With the popularization of deep learning, great breakthroughs are made in the aspects of computer vision, speech recognition, natural language processing and the like. Taking speech recognition as an example, the accuracy of speech recognition has reached 97% so that the application field of speech recognition is wider and wider. In the field of financial collection, a collector and a client can carry out a large amount of telephone communication. The method comprises the steps that speech recognition (ASR) needs to be carried out on call audio to be converted into corresponding call texts, and on one hand, quality inspection analysis is carried out on the call texts to ensure compliance; on the other hand, the text analysis and mining are carried out on the call text, and a solid foundation is laid for subsequently improving the receiving acceleration effect.

In the actual voice interaction process, the voice recognition error rate is high due to the influences of various factors such as nonstandard Mandarin of a user, noise, vocabulary loss in the professional field and the like. The prior art focuses on improving the accuracy of voice recognition, but lacks an error correction means for a recognition result. Therefore, the large-scale production application of the voice recognition product is greatly influenced.

Disclosure of Invention

The present invention aims to provide a method for correcting a speech recognition result in a call-in scene, so as to solve the problems proposed in the background art.

In order to achieve the purpose, the invention provides the following technical scheme: a method for correcting a voice recognition result in a receiving-urging scene comprises the following steps:

step 1, generation of a special dictionary base in the collection urging field: making statistics on language materials of call between a receiver in the collection accelerating field and a client, carrying out certain manual labeling, sorting and desensitization, wherein the language materials are used as training language materials, and are processed according to sorted language material texts and sorted by special service personnel to form a special dictionary library in the collection accelerating field;

step 2, training an HMM model of the linguistic data between the call of the call taker and the client in the call taker field: the method comprises the following steps of (1) utilizing a call corpus between an acquirer in an acquisition field and a client, carrying out certain manual marking and sorting, and then using the call corpus as a training sample to calculate initial emission probability, transition probability and emission probability;

step 3, generating a text to be corrected: performing word segmentation on the voice recognition text, and checking whether each word is in a user dictionary library to judge whether a text to be corrected is added;

step 4, the text set generation method after error correction: firstly, converting a candidate text to be corrected into pinyin, and secondly, calculating the editing distance between the candidate text to be corrected and the pinyin of each word in a collection field special dictionary library by using an editing distance algorithm to judge whether the original candidate text to be corrected is reserved;

and step 5, correcting the error, namely: firstly, replacing the determined candidate text to be corrected with the corresponding candidate corrected text set, decoding by using a trained HMM model and combining a decoding algorithm, and calculating the final candidate corrected text.

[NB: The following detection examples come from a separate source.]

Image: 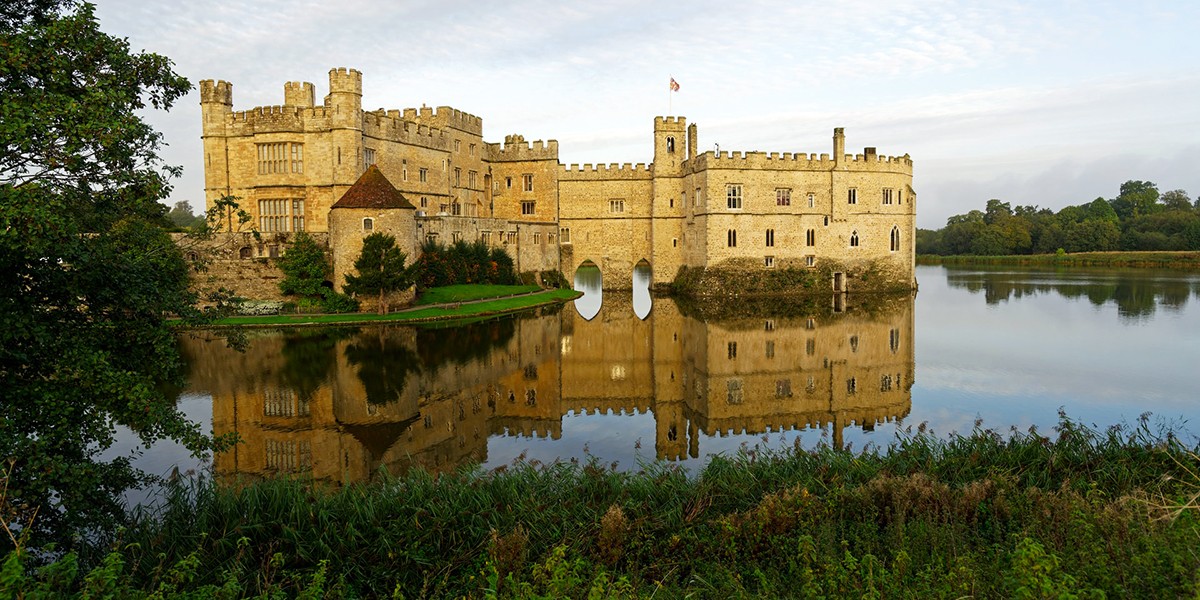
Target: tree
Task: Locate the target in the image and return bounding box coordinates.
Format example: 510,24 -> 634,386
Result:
278,232 -> 332,300
342,233 -> 413,314
0,0 -> 225,551
167,200 -> 204,229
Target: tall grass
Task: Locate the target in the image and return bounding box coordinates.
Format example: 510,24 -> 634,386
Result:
7,418 -> 1200,598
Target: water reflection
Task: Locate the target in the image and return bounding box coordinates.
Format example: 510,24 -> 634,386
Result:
572,260 -> 604,319
182,292 -> 914,481
946,266 -> 1200,322
634,260 -> 653,319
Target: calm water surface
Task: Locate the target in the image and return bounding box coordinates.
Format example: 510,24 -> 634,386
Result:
142,266 -> 1200,481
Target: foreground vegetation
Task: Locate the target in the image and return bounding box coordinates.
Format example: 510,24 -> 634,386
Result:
0,419 -> 1200,598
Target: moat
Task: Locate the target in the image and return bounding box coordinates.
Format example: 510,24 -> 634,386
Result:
140,266 -> 1200,481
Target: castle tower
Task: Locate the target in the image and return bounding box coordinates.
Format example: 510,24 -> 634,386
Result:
283,82 -> 317,108
654,116 -> 688,178
325,67 -> 365,187
200,79 -> 233,204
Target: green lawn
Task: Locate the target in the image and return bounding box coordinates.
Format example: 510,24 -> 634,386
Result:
416,283 -> 541,306
195,286 -> 581,326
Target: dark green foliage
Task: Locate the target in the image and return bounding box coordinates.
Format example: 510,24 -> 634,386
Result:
416,240 -> 517,289
917,176 -> 1200,256
0,0 -> 225,551
6,419 -> 1200,598
343,233 -> 413,314
276,232 -> 332,298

Preferably, the method for determining whether to add the candidate text to be corrected is that if each word is in the collection-urging-field-specific dictionary base, no correction is performed, and if not, the word is taken as the candidate text to be corrected.

Preferably, the method of whether to reserve the original candidate text to be corrected is to use the original candidate text to be corrected as a candidate text set after correction if the edit distance is smaller than the threshold, and reserve the original candidate text to be corrected first if the edit distance is larger than the threshold.

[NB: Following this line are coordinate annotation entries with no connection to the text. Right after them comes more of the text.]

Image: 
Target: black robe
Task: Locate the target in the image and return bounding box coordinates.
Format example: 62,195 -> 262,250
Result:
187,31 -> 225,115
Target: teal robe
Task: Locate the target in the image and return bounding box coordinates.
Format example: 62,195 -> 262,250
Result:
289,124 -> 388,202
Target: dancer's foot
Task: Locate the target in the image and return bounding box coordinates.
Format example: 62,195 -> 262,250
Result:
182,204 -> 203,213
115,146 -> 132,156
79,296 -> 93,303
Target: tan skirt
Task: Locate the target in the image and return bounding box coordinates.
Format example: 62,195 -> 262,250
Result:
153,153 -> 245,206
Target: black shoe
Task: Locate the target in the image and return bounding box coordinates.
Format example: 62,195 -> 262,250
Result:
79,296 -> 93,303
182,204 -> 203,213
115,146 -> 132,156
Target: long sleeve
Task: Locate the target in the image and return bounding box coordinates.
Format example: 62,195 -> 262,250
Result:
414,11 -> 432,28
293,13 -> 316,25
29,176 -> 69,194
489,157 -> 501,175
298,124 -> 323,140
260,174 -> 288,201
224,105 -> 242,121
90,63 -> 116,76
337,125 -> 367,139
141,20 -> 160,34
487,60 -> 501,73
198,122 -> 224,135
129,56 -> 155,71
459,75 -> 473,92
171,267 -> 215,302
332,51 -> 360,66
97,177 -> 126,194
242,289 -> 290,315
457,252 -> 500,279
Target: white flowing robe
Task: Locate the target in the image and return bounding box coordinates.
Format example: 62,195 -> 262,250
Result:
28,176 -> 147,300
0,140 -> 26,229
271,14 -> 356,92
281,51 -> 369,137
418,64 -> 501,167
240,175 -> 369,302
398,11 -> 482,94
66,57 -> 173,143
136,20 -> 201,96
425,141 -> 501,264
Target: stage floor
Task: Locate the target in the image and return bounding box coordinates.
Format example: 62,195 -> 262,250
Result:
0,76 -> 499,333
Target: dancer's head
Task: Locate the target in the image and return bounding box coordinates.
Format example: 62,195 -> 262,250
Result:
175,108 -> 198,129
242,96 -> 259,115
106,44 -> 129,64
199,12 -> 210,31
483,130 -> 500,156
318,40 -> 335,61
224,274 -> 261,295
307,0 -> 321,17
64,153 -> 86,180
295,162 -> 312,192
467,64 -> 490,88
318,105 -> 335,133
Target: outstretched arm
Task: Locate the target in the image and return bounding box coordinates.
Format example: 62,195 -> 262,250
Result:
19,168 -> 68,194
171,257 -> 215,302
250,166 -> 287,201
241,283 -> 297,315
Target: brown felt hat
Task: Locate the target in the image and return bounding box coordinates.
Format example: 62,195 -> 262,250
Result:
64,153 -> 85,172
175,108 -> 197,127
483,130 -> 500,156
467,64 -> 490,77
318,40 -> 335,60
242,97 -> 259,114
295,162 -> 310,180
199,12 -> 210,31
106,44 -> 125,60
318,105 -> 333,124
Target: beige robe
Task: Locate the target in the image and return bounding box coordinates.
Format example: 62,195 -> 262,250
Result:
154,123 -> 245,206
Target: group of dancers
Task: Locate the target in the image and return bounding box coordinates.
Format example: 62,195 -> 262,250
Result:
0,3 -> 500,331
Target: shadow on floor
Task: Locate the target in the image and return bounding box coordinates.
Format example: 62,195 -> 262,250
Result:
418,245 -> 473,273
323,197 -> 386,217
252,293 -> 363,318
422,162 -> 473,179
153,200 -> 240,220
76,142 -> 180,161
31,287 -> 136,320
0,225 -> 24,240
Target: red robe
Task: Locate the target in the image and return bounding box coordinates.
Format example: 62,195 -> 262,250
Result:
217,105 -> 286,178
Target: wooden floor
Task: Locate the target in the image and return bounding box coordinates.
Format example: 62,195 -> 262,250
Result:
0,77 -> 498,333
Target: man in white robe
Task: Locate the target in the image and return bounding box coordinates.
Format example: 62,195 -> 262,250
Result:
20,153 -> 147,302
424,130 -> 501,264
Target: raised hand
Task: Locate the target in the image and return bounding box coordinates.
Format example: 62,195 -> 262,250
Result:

Preferably, the method for processing the sorted corpus text comprises text word segmentation, part-of-speech tagging, word frequency statistics, pinyin tagging and similar word retrieval.

Preferably, the decoding algorithm for performing the decoding operation is a viterbi algorithm.

Compared with the prior art, the invention has the beneficial effects that:

the invention can correct the voice recognition of the collector well, and is convenient for large-scale production application of the voice recognition product.

Drawings

FIG. 1 is a flow chart of the present invention;

FIG. 2 is a flow chart of the construction of a dictionary base for urging collection of a domain of expertise according to the present invention;

FIG. 3 is a flow of text screening after final error correction is constructed.

Detailed Description

The technical solutions in the embodiments of the present invention will be clearly and completely described below with reference to the drawings in the embodiments of the present invention, and it is obvious that the described embodiments are only a part of the embodiments of the present invention, and not all of the embodiments. All other embodiments, which can be derived by a person skilled in the art from the embodiments given herein without making any creative effort, shall fall within the protection scope of the present invention.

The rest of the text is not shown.